Chapter 20
LINQ

Wrox.com Code Downloads for this Chapter

You can find the wrox.com code downloads for this chapter at www.wrox.com/go/beginningvisualc#2015programming on the Download Code tab. The code is in the Chapter 20 download and individually named according to the names throughout the chapter.

This chapter introduces Language INtegrated Query (LINQ). LINQ is an extension to the C# language that integrates data query directly into the programming language itself.

Before LINQ this sort of work required writing a lot of looping code, and additional processing such as sorting or grouping the found objects required even more code that would differ depending on the data source. LINQ provides a portable, consistent way of querying, sorting, and grouping many different kinds of data (XML, JSON, SQL databases, collections of objects, web services, corporate directories, and more).

First you'll build on the previous chapter by learning the additional capabilities that the system.xml.linq namespace adds for creating XML. Then you'll get into the heart of LINQ by using query syntax, method syntax, lambda expressions, sorting, grouping, and joining related results.

LINQ is large enough that complete coverage of all its facilities and methods is beyond the scope of a beginning book. However, you will see examples of each of the different types of statements and operators you are likely to need as a user of LINQ, and you will be pointed to resources for more in-depth coverage as appropriate.

LINQ to XML

LINQ to XML is an alternate set of classes for XML that enables the use of LINQ for XML data and also makes certain operations with XML easier even if you are not using LINQ. We will look at a couple of specific cases where LINQ to XML has advantages over the XML DOM (Document Object Model) introduced in the previous chapter.
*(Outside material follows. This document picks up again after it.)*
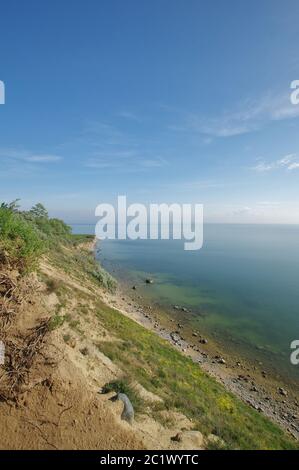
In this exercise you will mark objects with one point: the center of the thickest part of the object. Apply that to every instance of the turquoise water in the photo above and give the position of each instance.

LINQ to XML Functional Constructors

While you can create XML documents in code with the XML DOM, LINQ to XML provides an easier way to create XML documents called functional construction. In formal construction the constructor calls can be nested in a way that naturally reflects the structure of the XML document. In the following Try It Out, you use functional constructors to make a simple XML document containing customers and orders.

Working with XML Fragments

Unlike the XML DOM, LINQ to XML works with XML fragments (partial or incomplete XML documents) in very much the same way as complete XML documents. When working with a fragment, you simply work with XElement as the top-level XML object instead of XDocument.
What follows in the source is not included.